Despite the fact that data heterogeneity and data quality were concerns already present before the big data scale era (Wang & Strong, 1996; Knight & Burn, 2005), they become more prevalent in data management tasks with the growth in the number of data sources. This growth brought the need to define principles and scalable approaches for coping with data quality issues. It also brought data curation from a niche activity, restricted to a small community of scientists and analysts with high data quality standards, to a routine data management activity, which will progressively become more present within the average data management environment.

The growth in the number of data sources and the scope of databases defines a long tail of data variety (Curry & Freitas, 2014). Traditional relational data management environments were focused on data that mapped to frequent business processes and were regular enough to fit into a relational model. The long tail of data variety (see Figure below) expresses the shift towards expanding the data coverage of data management environments towards data that is less frequently used, more decentralized, and less structured. The long tail allows data consumers to have a more comprehensive model of their domain that can be searched, queried, analysed and navigated.

The long tail of data curation and the scalability of data curation activities

The central challenge of data curation models in the big data era is to deal with the long tail of data and to improve data curation scalability, by reducing the cost of data curation and increasing the number of data curators, allowing data curation tasks to be addressed under limited time constraints.

Scaling up data curation is a multidisciplinary problem that requires the development of economic models, social structures, incentive models, and standards, in coordination with technological solutions. The connection between these dimensions and data curation scalability is at the centre of the future requirements and future trends for data curation.
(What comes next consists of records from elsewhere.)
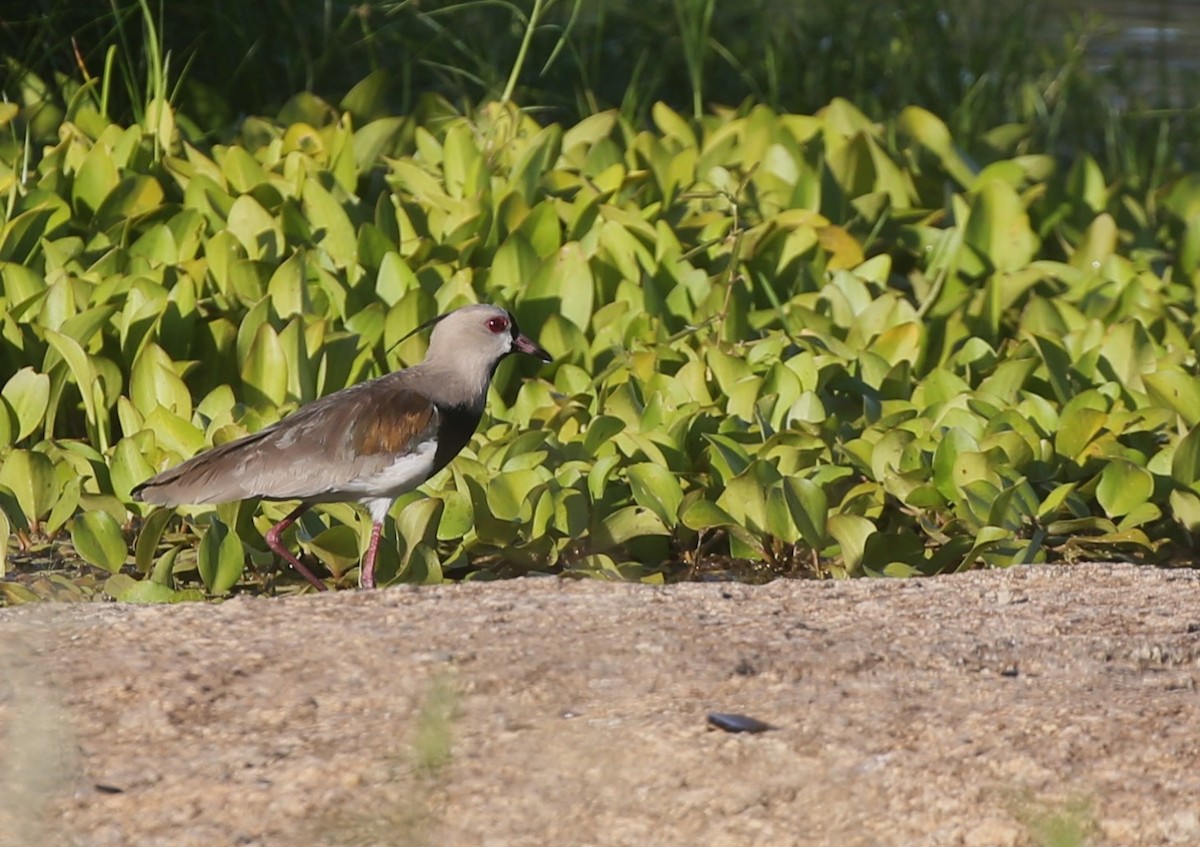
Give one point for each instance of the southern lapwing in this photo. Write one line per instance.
(366, 444)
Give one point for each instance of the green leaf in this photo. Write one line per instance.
(29, 395)
(126, 589)
(29, 475)
(220, 558)
(1185, 464)
(1123, 486)
(265, 370)
(657, 488)
(1177, 391)
(97, 538)
(809, 509)
(147, 545)
(851, 533)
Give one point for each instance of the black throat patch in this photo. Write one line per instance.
(456, 425)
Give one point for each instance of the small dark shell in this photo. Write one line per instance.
(735, 722)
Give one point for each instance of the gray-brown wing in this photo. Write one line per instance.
(316, 452)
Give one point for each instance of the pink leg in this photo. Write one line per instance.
(366, 578)
(275, 544)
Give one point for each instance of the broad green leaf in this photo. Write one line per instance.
(657, 488)
(1177, 391)
(1123, 486)
(149, 536)
(809, 508)
(29, 475)
(1186, 463)
(97, 538)
(851, 533)
(220, 558)
(28, 392)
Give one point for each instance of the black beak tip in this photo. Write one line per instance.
(526, 346)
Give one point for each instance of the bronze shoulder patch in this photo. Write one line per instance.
(393, 422)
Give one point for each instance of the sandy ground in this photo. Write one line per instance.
(1050, 706)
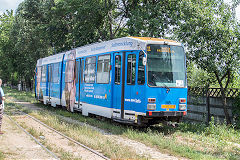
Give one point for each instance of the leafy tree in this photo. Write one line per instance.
(7, 69)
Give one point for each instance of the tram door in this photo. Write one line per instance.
(117, 86)
(124, 83)
(78, 78)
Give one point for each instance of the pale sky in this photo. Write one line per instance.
(13, 4)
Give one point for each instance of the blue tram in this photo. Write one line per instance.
(136, 80)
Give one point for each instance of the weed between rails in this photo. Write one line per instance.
(195, 141)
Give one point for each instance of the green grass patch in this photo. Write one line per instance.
(194, 141)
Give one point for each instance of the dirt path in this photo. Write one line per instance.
(140, 148)
(16, 144)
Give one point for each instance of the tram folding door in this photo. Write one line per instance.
(124, 83)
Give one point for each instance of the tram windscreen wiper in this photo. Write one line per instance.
(165, 86)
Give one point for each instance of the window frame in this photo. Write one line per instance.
(53, 66)
(115, 76)
(69, 81)
(86, 67)
(44, 68)
(109, 69)
(141, 54)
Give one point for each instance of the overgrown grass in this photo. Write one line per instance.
(194, 141)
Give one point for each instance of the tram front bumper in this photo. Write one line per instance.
(165, 113)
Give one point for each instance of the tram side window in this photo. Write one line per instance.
(44, 76)
(131, 69)
(103, 69)
(39, 70)
(55, 73)
(69, 71)
(50, 79)
(117, 69)
(89, 73)
(82, 66)
(77, 71)
(141, 70)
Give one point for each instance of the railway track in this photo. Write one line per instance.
(96, 154)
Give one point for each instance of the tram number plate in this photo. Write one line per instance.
(168, 106)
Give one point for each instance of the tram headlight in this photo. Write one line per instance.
(182, 106)
(151, 106)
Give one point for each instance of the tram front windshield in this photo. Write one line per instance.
(166, 66)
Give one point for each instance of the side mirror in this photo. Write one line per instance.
(144, 61)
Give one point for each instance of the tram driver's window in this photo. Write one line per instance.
(141, 69)
(131, 69)
(89, 73)
(117, 69)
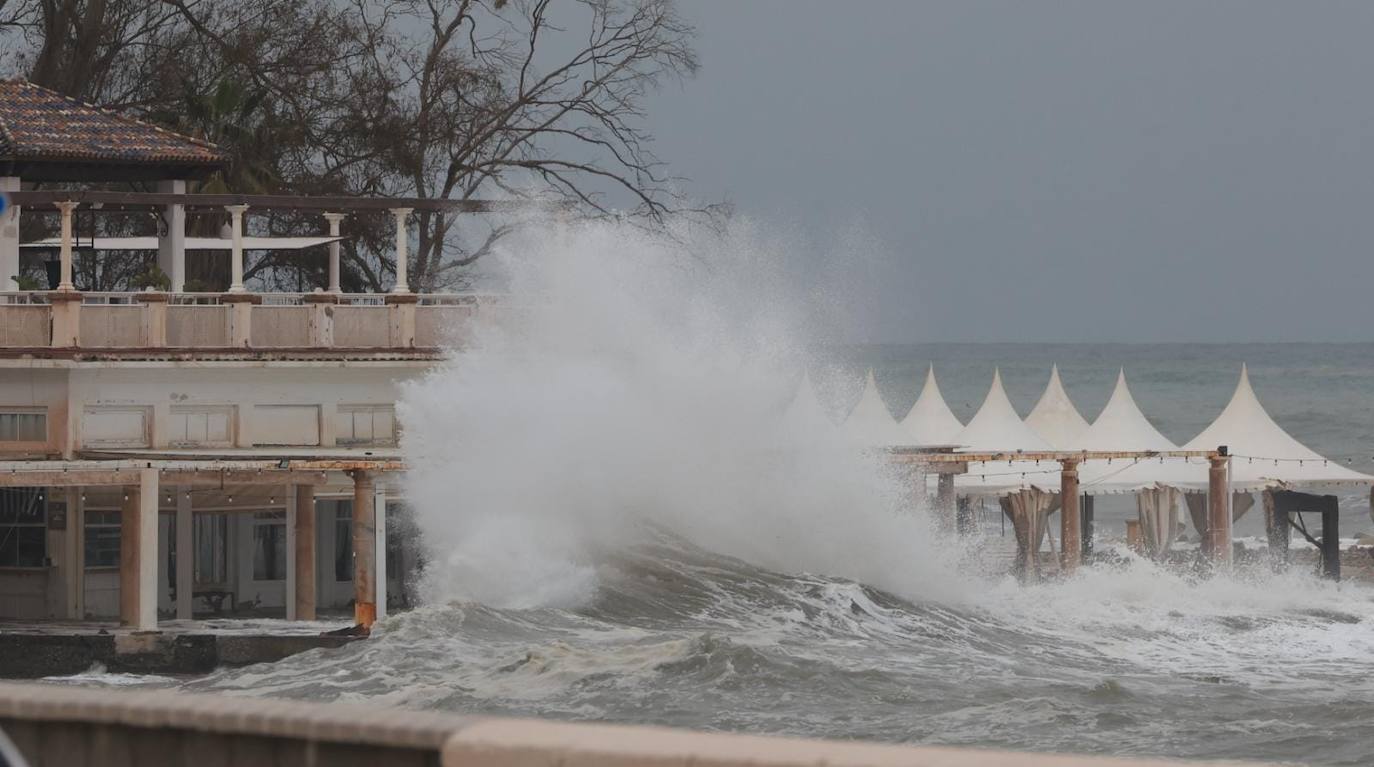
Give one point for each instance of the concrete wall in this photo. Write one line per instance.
(84, 727)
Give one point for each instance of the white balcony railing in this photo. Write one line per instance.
(212, 320)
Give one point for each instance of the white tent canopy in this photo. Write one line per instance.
(996, 425)
(1055, 418)
(1264, 452)
(1123, 426)
(930, 421)
(191, 242)
(805, 417)
(870, 422)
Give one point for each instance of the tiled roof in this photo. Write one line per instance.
(37, 124)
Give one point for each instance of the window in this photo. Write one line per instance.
(201, 426)
(269, 546)
(364, 425)
(24, 425)
(24, 540)
(102, 539)
(286, 425)
(344, 542)
(114, 426)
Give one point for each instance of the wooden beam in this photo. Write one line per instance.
(39, 201)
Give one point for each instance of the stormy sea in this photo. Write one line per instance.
(618, 529)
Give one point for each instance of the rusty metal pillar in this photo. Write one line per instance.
(304, 595)
(1219, 507)
(1071, 521)
(364, 549)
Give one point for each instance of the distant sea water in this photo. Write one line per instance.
(1125, 659)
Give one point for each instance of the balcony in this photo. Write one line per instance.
(213, 322)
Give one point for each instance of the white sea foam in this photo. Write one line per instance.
(639, 381)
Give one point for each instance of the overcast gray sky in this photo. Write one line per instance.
(1073, 171)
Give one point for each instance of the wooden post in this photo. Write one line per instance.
(945, 502)
(76, 554)
(1087, 527)
(1071, 531)
(139, 554)
(1219, 509)
(184, 556)
(304, 553)
(364, 550)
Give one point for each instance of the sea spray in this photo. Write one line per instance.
(635, 381)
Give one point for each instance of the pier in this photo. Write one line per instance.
(85, 727)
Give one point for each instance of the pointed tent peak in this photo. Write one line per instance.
(1248, 429)
(1054, 415)
(870, 422)
(1121, 425)
(930, 421)
(996, 426)
(805, 417)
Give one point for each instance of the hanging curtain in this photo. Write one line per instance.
(1028, 510)
(1158, 513)
(1241, 502)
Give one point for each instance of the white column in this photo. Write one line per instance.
(379, 503)
(401, 249)
(184, 554)
(290, 553)
(172, 242)
(334, 219)
(76, 554)
(237, 246)
(66, 208)
(8, 237)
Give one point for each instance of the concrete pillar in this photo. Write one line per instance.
(334, 219)
(401, 249)
(1071, 529)
(172, 242)
(237, 246)
(139, 554)
(1219, 509)
(944, 501)
(74, 554)
(364, 549)
(65, 281)
(184, 556)
(305, 558)
(8, 238)
(379, 562)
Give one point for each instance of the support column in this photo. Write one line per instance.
(237, 246)
(1088, 524)
(10, 238)
(944, 501)
(379, 562)
(1219, 509)
(172, 242)
(334, 219)
(139, 554)
(65, 279)
(401, 249)
(1071, 531)
(184, 556)
(364, 549)
(304, 597)
(76, 554)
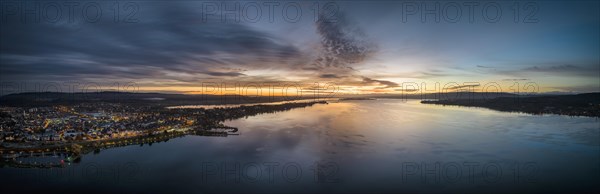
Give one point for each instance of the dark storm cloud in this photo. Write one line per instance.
(342, 43)
(171, 39)
(225, 74)
(329, 76)
(464, 86)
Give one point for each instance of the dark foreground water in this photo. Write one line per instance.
(349, 147)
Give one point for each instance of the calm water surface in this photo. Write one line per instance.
(351, 146)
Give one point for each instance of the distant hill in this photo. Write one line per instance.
(587, 104)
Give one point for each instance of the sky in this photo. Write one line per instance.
(266, 47)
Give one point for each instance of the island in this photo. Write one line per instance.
(587, 104)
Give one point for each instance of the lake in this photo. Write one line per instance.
(384, 145)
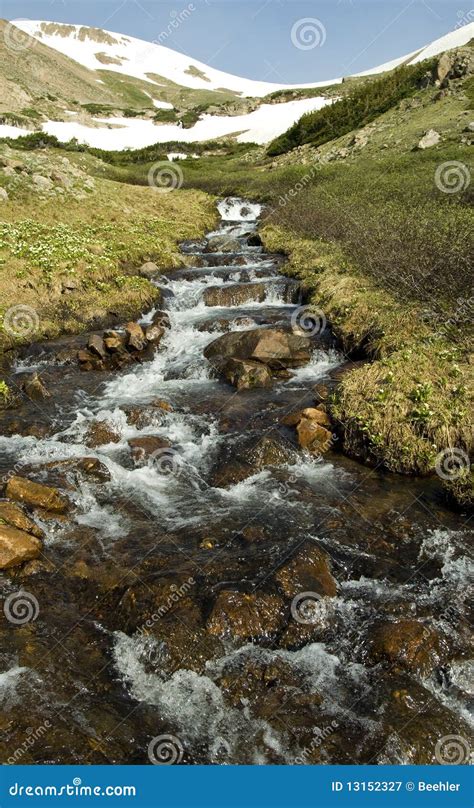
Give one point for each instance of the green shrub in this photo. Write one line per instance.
(355, 110)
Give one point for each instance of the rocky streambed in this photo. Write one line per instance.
(192, 572)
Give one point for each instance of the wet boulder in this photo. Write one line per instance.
(36, 495)
(408, 644)
(16, 547)
(100, 433)
(275, 347)
(240, 616)
(34, 388)
(245, 375)
(308, 571)
(223, 243)
(235, 294)
(135, 337)
(96, 345)
(241, 460)
(313, 437)
(11, 514)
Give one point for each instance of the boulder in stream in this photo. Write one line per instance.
(36, 495)
(16, 547)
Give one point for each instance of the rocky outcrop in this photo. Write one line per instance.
(100, 433)
(11, 514)
(144, 447)
(239, 616)
(312, 429)
(16, 547)
(223, 244)
(115, 350)
(36, 495)
(406, 643)
(275, 348)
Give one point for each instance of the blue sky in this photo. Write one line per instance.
(252, 38)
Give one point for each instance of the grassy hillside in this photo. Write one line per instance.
(356, 109)
(71, 246)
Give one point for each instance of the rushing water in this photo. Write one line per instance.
(120, 651)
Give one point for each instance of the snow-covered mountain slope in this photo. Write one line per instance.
(97, 49)
(260, 126)
(151, 78)
(455, 39)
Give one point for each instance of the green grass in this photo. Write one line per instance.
(361, 106)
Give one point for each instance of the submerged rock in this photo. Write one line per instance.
(14, 516)
(239, 616)
(16, 546)
(408, 643)
(36, 495)
(275, 347)
(308, 571)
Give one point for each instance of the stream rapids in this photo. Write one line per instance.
(131, 656)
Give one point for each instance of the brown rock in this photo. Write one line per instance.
(35, 389)
(96, 346)
(16, 547)
(274, 347)
(143, 447)
(100, 433)
(36, 495)
(161, 404)
(135, 337)
(408, 643)
(244, 375)
(14, 516)
(316, 415)
(245, 617)
(313, 437)
(308, 571)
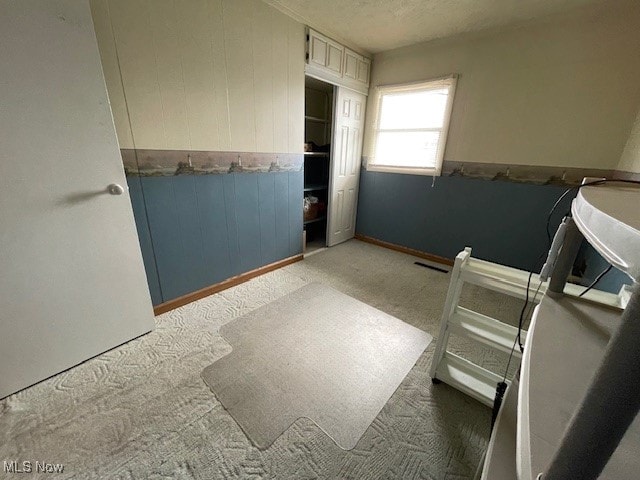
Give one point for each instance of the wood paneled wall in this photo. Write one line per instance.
(219, 75)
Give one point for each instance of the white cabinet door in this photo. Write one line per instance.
(345, 165)
(72, 284)
(351, 61)
(325, 54)
(363, 70)
(317, 49)
(331, 62)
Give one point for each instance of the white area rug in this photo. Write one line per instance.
(314, 353)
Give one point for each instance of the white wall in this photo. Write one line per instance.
(630, 160)
(222, 75)
(559, 92)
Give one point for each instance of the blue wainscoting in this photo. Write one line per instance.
(504, 222)
(198, 230)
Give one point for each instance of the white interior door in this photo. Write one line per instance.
(72, 282)
(345, 164)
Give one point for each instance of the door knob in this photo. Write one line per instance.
(115, 189)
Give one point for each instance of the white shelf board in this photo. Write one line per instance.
(609, 218)
(566, 342)
(513, 282)
(484, 329)
(468, 377)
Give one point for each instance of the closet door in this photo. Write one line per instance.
(345, 164)
(72, 283)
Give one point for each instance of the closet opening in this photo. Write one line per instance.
(318, 130)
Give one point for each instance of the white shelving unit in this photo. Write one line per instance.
(579, 392)
(460, 373)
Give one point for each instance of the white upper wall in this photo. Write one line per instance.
(221, 75)
(559, 92)
(630, 160)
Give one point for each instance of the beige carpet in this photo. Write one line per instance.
(142, 410)
(314, 353)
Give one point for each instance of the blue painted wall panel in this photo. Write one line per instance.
(213, 222)
(267, 211)
(142, 226)
(281, 199)
(164, 223)
(248, 216)
(229, 186)
(503, 222)
(203, 229)
(196, 273)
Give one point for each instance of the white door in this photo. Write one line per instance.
(345, 165)
(72, 282)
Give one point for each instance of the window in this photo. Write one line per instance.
(411, 127)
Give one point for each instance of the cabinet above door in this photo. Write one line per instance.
(332, 62)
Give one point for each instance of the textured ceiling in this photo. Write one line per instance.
(378, 25)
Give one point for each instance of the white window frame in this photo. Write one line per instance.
(450, 82)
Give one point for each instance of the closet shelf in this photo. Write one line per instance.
(316, 119)
(311, 188)
(316, 154)
(314, 220)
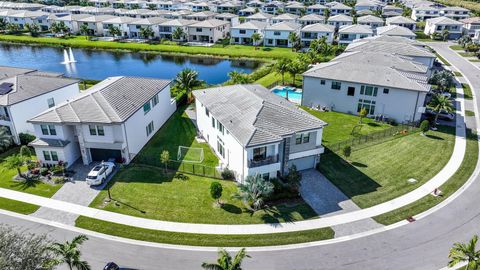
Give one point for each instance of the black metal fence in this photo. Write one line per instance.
(374, 137)
(184, 167)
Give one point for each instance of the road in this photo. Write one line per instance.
(423, 244)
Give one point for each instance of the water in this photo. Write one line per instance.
(292, 94)
(98, 65)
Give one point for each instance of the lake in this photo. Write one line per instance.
(97, 65)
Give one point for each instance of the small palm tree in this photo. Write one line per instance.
(70, 254)
(225, 261)
(468, 253)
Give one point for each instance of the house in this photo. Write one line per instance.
(349, 87)
(397, 31)
(349, 33)
(27, 92)
(340, 20)
(113, 119)
(276, 35)
(253, 131)
(316, 31)
(311, 19)
(209, 31)
(242, 34)
(470, 25)
(402, 21)
(373, 21)
(440, 24)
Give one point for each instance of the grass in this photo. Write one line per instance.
(452, 185)
(380, 172)
(147, 192)
(204, 239)
(340, 125)
(234, 51)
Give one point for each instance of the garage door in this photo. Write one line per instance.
(105, 154)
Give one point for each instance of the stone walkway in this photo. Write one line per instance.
(327, 200)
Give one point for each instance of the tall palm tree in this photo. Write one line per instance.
(468, 253)
(225, 261)
(186, 80)
(70, 254)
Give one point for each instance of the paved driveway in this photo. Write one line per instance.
(327, 200)
(75, 191)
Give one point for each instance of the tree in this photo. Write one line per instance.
(439, 103)
(69, 253)
(216, 190)
(164, 158)
(186, 80)
(363, 113)
(253, 191)
(256, 37)
(424, 126)
(282, 67)
(225, 261)
(468, 253)
(21, 250)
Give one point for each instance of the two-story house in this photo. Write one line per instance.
(113, 119)
(253, 131)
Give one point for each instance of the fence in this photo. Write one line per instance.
(374, 137)
(184, 167)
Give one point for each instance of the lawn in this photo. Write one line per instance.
(235, 51)
(452, 185)
(340, 126)
(380, 172)
(146, 191)
(204, 239)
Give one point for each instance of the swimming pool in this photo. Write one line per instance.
(293, 95)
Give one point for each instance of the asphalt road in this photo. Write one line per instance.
(423, 244)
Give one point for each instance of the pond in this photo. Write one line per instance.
(97, 65)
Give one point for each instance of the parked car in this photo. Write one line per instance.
(99, 173)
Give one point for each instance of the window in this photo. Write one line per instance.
(149, 128)
(336, 85)
(146, 107)
(351, 91)
(51, 102)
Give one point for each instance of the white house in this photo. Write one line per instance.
(113, 119)
(253, 131)
(27, 92)
(440, 24)
(276, 35)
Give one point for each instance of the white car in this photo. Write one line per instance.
(99, 173)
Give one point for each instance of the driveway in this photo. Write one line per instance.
(327, 200)
(75, 191)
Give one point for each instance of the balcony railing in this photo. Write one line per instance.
(262, 162)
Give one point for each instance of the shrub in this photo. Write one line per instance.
(26, 138)
(228, 174)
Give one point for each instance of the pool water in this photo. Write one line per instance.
(292, 94)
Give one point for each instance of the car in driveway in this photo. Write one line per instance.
(99, 173)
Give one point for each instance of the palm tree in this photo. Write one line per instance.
(282, 66)
(465, 253)
(439, 103)
(70, 254)
(186, 80)
(225, 262)
(255, 39)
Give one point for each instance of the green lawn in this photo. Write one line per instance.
(452, 185)
(159, 196)
(236, 51)
(204, 239)
(340, 125)
(380, 172)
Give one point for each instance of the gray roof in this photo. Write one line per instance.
(113, 100)
(254, 115)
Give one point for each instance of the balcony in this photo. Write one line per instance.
(253, 163)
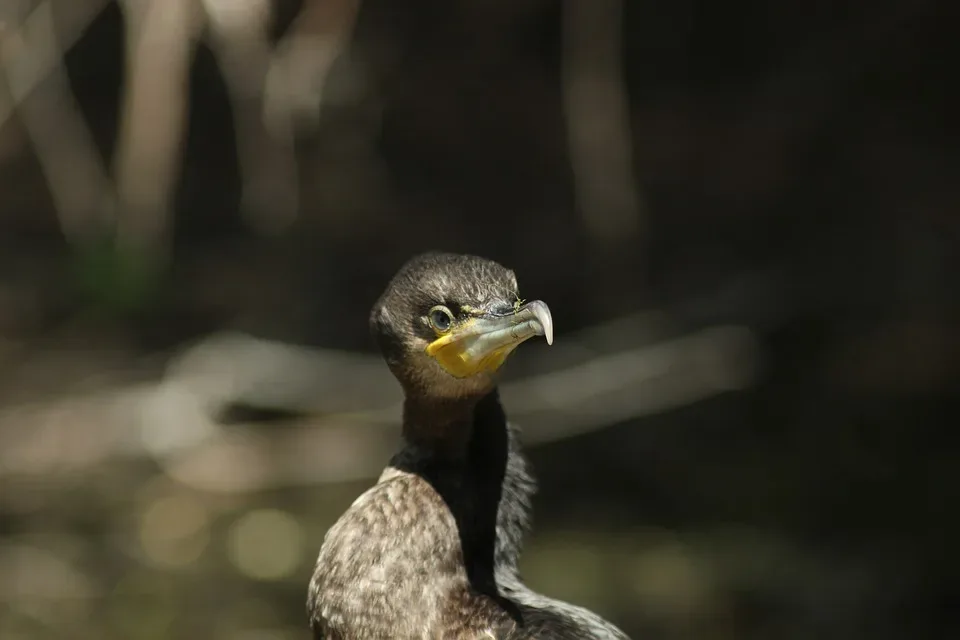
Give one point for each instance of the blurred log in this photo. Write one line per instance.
(173, 420)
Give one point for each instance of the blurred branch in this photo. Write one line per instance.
(297, 79)
(598, 120)
(31, 57)
(239, 39)
(361, 401)
(72, 20)
(159, 43)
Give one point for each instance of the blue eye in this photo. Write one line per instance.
(441, 318)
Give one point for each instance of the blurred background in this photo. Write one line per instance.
(742, 216)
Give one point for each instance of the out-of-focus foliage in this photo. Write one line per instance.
(742, 216)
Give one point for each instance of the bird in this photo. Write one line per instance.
(432, 549)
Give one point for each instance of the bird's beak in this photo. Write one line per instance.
(483, 342)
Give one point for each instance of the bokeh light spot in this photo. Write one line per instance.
(266, 544)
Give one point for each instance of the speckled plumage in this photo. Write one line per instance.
(431, 550)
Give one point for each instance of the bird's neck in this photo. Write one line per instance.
(462, 446)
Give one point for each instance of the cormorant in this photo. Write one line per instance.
(431, 550)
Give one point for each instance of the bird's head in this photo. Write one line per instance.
(446, 323)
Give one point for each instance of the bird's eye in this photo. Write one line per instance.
(441, 318)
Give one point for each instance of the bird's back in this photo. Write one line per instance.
(392, 567)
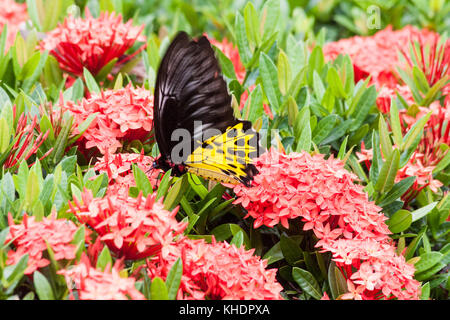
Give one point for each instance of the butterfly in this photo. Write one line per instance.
(194, 124)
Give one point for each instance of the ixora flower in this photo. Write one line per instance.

Excerpt from: Freitas, A. and Curry, E. (2016) ‘Big Data Curation’, in Cavanillas, J. M., Curry, E., and Wahlster, W. (eds) New Horizons for a Data-Driven Economy: A Roadmap for Usage and Exploitation of Big Data in Europe. Springer International Publishing. doi: 10.1007/978-3-319-21569-3_6.

References

  • Curry, E., Freitas, A., & O’Riáin, S., The Role of Community-Driven Data Curation for Enterprise. In D. Wood, Linking Enterprise Data pp. 25-47, (2010).
  • Knight, S.A., Burn, J., Developing a Framework for Assessing Information Quality on the World Wide Web. Informing Science. 8: pp. 159-172, 2005.
  • Sheth, A., Changing Focus on Interoperability in Information Systems: From System, Syntax, Structure to Semantics, Interoperating Geographic Information Systems The Springer International Series in Engineering and Computer Science Volume 495, pp 5-29, (1999).
  • Wang, R., Strong, D., Beyond Accuracy: What Data Quality Means to Data Consumers. Journal of Management Information Systems, 12(4): p. 5-33, (1996).